As for Iraq and electricity and a 75% cutback - this was posted on Kitco, allegedly from Harry Schultz - this is all I have - I'm relying on you folks for more detective work :o)

-- Andy (2000EOD@prodigy.net), January 21, 2000.



Andy, You know how close I watch this stuff. The Iraqi production cut and Mideast power outage is news to me. Aren't we a little fast and loose with our facts?

-- Downstreamer (downstream@bigfoot.com), January 21, 2000.

Downstreamer -

Got the post from Gianno Dorri on Kitco today at noon -

Now it's up to us to do some detective work - this'll be hard because we are still technicall at war with Iraq aren't we???

Let's get ferreting...

as to the price action today...

WOW-wow!! What a nasty little skirmish that was- (richard640) Jan 21, 15:13 It looks like the surrogates of the Fed and the Treasury came into the petro market the last hour and tried to break the mkt. They chose a great day-if crude had actually closed down a lot it would have been a sigificant negative technical development. It still may be but I am heartened. It looks like real demand was discovered on this pull back- The smart money that came in and bought did NOT want to wait to see if there would be downside follow through on Monday when they could get it cheaper- we may still be in for a sizeable correction but there may be a chance we will just continue up. That's how I see it-no guarantees.

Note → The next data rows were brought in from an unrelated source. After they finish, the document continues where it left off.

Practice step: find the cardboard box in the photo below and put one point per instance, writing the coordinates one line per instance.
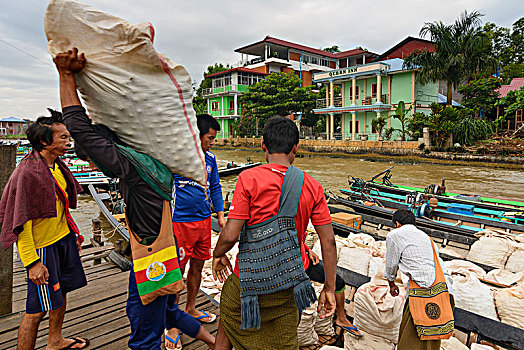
(347, 219)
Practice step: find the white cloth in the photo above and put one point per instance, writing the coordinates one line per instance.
(409, 249)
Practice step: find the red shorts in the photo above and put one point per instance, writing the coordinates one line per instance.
(194, 240)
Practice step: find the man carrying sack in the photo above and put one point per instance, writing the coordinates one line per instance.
(145, 185)
(428, 312)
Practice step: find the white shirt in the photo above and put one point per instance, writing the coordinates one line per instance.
(409, 249)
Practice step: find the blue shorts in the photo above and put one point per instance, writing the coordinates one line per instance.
(65, 275)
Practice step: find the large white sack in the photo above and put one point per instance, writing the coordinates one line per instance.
(510, 305)
(376, 311)
(355, 259)
(471, 295)
(143, 97)
(515, 261)
(455, 265)
(452, 344)
(367, 342)
(492, 250)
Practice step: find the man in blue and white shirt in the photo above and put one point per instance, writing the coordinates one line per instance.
(192, 221)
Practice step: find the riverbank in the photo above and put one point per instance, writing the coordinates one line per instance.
(385, 151)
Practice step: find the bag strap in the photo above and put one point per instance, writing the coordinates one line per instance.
(291, 191)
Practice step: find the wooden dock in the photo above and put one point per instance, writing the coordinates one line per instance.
(96, 311)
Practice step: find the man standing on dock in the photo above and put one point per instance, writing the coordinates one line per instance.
(144, 204)
(34, 213)
(192, 221)
(428, 312)
(269, 284)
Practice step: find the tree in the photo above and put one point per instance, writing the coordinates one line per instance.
(480, 95)
(401, 113)
(278, 94)
(199, 102)
(332, 49)
(461, 50)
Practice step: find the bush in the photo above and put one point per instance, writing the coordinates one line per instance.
(469, 130)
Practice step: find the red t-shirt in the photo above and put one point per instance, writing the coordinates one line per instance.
(257, 198)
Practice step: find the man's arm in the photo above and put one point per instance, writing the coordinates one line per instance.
(329, 257)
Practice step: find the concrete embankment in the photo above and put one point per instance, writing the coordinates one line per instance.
(401, 151)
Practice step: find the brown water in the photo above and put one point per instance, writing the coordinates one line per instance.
(332, 173)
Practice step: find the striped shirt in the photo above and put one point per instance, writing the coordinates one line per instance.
(409, 249)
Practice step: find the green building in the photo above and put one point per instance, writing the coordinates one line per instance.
(223, 101)
(367, 92)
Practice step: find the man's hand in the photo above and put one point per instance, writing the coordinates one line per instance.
(314, 257)
(221, 219)
(393, 289)
(327, 301)
(38, 274)
(221, 265)
(70, 62)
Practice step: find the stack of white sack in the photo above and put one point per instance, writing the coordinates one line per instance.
(471, 295)
(305, 331)
(510, 305)
(142, 96)
(378, 313)
(493, 248)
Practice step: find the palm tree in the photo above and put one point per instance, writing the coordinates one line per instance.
(461, 50)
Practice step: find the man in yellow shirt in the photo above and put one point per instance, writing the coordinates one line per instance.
(34, 212)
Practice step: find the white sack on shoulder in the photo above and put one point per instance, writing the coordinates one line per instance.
(145, 98)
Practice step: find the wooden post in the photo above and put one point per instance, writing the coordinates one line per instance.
(7, 165)
(97, 238)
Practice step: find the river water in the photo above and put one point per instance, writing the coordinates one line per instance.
(332, 173)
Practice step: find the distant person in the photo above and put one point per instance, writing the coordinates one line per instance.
(428, 311)
(192, 221)
(143, 198)
(34, 213)
(260, 302)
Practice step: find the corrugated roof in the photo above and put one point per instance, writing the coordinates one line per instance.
(12, 120)
(238, 69)
(300, 47)
(515, 84)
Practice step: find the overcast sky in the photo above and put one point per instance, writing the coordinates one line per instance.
(200, 33)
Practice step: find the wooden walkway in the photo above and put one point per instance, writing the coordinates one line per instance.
(96, 311)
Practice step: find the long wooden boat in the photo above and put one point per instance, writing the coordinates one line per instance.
(236, 169)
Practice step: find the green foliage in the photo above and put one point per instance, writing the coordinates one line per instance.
(462, 50)
(480, 95)
(279, 94)
(401, 113)
(199, 102)
(469, 130)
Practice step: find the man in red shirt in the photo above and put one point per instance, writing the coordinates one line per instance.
(256, 200)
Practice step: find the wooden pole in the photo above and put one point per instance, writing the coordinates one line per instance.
(7, 165)
(97, 238)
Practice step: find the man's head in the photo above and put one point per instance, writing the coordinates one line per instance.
(208, 128)
(403, 217)
(49, 134)
(280, 136)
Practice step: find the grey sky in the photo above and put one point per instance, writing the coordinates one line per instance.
(200, 33)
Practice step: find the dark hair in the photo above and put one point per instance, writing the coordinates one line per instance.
(206, 122)
(280, 135)
(403, 217)
(103, 131)
(42, 131)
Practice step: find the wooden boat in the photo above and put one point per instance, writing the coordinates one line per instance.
(234, 169)
(438, 191)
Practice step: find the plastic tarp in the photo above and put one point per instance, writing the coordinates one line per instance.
(144, 97)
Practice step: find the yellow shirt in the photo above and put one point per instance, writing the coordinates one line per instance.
(40, 233)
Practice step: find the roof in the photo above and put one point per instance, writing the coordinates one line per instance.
(271, 40)
(400, 44)
(12, 120)
(515, 84)
(238, 69)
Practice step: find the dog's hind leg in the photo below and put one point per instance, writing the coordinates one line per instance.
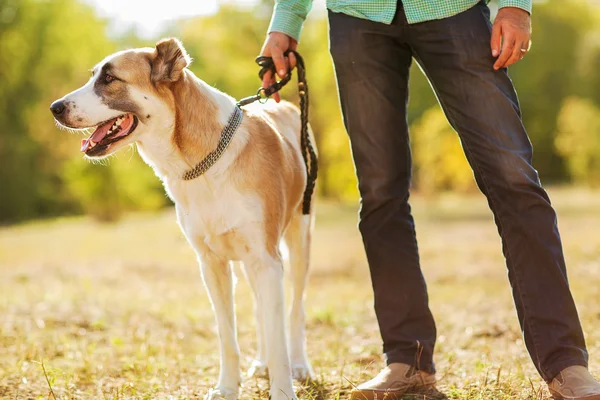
(258, 367)
(297, 239)
(265, 274)
(218, 278)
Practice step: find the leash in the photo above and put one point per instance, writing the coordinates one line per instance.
(262, 95)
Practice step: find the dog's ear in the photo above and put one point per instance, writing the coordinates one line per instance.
(170, 58)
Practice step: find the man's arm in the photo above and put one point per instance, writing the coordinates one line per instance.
(283, 34)
(522, 4)
(512, 32)
(289, 16)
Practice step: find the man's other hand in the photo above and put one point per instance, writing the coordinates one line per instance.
(512, 31)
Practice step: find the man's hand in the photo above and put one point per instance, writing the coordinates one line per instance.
(276, 44)
(512, 30)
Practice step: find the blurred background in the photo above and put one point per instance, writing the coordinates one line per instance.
(47, 48)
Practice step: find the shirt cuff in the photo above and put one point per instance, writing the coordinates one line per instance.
(287, 22)
(522, 4)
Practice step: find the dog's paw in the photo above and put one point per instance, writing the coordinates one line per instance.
(221, 394)
(258, 369)
(302, 372)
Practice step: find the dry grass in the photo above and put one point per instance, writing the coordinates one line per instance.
(118, 311)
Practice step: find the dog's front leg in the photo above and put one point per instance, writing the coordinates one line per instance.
(217, 276)
(266, 277)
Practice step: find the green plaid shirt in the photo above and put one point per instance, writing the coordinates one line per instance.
(289, 15)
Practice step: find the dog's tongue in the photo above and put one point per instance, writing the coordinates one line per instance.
(98, 135)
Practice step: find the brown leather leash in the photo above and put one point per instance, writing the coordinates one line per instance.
(308, 151)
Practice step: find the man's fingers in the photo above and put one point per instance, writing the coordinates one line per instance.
(506, 53)
(269, 80)
(517, 54)
(496, 40)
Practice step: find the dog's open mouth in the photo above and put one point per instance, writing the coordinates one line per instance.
(109, 132)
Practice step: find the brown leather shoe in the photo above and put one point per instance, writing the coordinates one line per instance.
(393, 382)
(575, 383)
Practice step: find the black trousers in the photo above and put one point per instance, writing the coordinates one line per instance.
(372, 63)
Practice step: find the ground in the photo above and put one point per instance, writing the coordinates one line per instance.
(118, 311)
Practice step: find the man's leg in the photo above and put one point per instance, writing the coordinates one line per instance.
(482, 106)
(372, 66)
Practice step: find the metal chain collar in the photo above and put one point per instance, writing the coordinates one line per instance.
(226, 136)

-- Andy (2000EOD@prodigy.net), January 21, 2000.


Andy, this doesn't sound like Iraq lost 75% of it's production.

http://www.marketwatch.newsalert.com/bin/story?StoryId=CoiFN0b8ZtJiXmt mXnJiY&FQ=oil&Title=Headlines%20for%3A%20oil%0A

Reuters Story - January 21, 2000 12:35 NEW YORK, Jan 21 (Reuters) - Iraqi Kirkuk crude oil is again flowing through the Iraq-to-Turkey pipeline and into tankers at the Turkish port of Ceyhan, a United Nations official on Friday said.

The official confirmed previous reports from shippers in the Mediterranean.

The flow had been stemmed by bad weather causing rough seas in the Mediterranean on Wednesday and Thursday. With storage tanks at capacity of about seven million barrels at Ceyhan, shipping on the pipeline was suspended until tankers could again load at Ceyhan, the official said.

-- rocky (rknolls@no.spam), January 21, 2000.


Yep rocky i saw that too on the downsteamer board.

Fact is, we don't really know diddly about production througout iran/iraq/saudi.

Maybe the CIA do but i doubt that too what with their field agent cutbacks. maybe the satellites that are'nt totalled by y2k can tell them.

What's Bush doing in Kuwait. And Richardson making overtures to Saudi?

Wassup wid dat?

-- Andy (2000EOD@prodigy.net), January 21, 2000.


sorry to be so ignorant, but who is harry schultz?

-- boop (leafyspurge@hotmail.com), January 21, 2000.


What't this about a .... Y2K power outage in the Mideast that is affecting oil production? WHAT POWER OUTAGE? Has anyone heard of it? Where in the Mideast? When? What caused it? ETC, ETC, ETC .... just minor little details. When we have a power outage, EVERYONE knows it.